/resume

Primary LanguagePython

Extract Company Names & Dates from resumes

Abstract

The project uses Spacy to extract company names and dates in different formats of resumes (in this case .pdfs and .docx) without additional trainings. It uses the basic model from Spacy without tuning, so the accuracy is not satisfying. However, it shows an elementary approach in natural language processing.

Introduction

This is my first approach to NLP, and this project gives me an overview of the industry. With a list of resumes written in different formats, what would the most effective approach to extract the company titles, and the corresponding dates? This is different from Named-entity recognition in normal texts, as company names do not appear in complete sentences. The basic model of Spacy is a multi-task CNN trained on OntoNotes with blogs, news, and comments with an NER accuracy of 85%. Since the model is for general purpose, it might not perform well for NER tasks for resumes. In fact, when I tested it on an example resume, I see a lot of NER falsely classified. It is then critical to improve on the results without access to large number of training samples.

Method

I set up PyCharm as my IDE and Conda as Python Interpreter because I could not install numpy with wheel in virtualenv environment with M1 chip. I used Python 3.8, and you can build the dependency as follows.
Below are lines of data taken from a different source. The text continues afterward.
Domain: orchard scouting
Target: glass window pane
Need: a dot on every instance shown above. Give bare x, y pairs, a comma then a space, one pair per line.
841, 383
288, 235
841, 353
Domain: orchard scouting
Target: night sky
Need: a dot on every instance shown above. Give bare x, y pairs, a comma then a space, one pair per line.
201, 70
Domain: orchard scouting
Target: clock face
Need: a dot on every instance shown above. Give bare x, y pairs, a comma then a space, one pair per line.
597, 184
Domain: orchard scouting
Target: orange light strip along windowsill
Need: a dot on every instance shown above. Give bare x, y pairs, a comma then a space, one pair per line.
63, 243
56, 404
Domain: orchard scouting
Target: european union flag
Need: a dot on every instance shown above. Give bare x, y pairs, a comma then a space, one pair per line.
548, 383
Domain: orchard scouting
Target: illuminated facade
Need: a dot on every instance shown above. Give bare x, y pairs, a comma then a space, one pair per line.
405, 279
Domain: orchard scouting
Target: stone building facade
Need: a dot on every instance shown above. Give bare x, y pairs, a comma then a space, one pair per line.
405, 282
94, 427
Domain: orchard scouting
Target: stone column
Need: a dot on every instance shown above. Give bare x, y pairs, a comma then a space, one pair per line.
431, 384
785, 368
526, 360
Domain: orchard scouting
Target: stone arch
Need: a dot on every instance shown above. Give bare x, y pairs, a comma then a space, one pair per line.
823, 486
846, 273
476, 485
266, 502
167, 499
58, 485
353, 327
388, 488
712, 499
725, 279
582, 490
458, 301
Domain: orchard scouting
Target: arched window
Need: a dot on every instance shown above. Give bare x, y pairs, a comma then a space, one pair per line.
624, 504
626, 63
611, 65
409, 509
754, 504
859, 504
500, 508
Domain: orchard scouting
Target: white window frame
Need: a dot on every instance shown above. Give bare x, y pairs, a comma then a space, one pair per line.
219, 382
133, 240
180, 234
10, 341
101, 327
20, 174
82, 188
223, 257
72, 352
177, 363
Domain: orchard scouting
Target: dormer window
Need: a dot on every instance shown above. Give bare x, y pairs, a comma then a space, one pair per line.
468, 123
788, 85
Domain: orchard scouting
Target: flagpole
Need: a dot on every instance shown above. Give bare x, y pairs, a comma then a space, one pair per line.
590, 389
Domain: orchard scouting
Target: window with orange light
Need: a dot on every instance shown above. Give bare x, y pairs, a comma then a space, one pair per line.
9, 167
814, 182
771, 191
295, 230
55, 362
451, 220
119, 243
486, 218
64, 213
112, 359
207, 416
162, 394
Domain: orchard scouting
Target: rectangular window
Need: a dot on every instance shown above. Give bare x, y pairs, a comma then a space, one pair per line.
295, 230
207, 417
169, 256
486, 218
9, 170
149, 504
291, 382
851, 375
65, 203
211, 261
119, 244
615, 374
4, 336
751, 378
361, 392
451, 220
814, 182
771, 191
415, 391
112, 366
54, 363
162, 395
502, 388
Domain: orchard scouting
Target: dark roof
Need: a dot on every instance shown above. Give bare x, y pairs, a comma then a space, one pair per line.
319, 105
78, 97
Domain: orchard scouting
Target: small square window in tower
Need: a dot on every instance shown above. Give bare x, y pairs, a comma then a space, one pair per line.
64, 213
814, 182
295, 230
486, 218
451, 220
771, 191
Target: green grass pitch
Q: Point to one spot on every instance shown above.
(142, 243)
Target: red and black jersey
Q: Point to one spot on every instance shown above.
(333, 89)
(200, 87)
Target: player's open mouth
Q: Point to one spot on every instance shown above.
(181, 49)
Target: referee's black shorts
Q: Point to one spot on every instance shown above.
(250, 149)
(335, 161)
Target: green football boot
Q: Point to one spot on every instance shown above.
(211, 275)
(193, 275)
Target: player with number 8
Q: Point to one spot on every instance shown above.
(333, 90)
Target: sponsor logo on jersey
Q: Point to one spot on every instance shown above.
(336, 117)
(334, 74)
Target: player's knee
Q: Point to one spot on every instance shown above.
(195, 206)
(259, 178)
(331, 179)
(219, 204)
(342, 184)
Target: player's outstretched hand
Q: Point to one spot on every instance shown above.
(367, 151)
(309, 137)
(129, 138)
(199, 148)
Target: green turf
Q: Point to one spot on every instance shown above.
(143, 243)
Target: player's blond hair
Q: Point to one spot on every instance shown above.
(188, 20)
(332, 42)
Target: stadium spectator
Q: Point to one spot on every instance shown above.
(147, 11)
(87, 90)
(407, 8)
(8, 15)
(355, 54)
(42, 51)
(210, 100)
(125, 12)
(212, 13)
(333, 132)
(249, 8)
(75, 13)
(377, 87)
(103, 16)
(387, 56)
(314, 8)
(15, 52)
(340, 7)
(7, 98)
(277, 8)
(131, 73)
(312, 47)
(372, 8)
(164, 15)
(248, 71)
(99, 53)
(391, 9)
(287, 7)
pip3 install -r requirements.txt

Here is a list of packages I used.

import fitz
import glob
import os
import docx2txt
import textract
from spacy.pipeline import EntityRuler
import spacy

I then looped through the resume folder and read the files into strings. For PDF files, I used PyMuPDF to convert them to strings. For my 21 samples of PDF files, it only failed to read one of them. For docx files, I used docx2txt to convert them to strings. The conversion is not perfect for any of the files, and I also tried to use textract as a general approach, which works for general types of files. If I had files with various extension names, I would prefer to use textract. It reads files into bytes string, and you need to decode it with utf-8. I think PyMuPDF works better for PDF files, since I only have two types of files.

filepath = "resume/*"
paths = glob.glob(filepath)
for filename in paths:
    text = ""
    ext = os.path.splitext(filename)[-1].lower()
    if ext == '.pdf':
        with fitz.open(filename) as doc:
            for page in doc:
                text += page.getText()
    elif ext == '.docx':
        text = docx2txt.process(filename)
    else:
        print(filename, " is not a pdf or docx file!")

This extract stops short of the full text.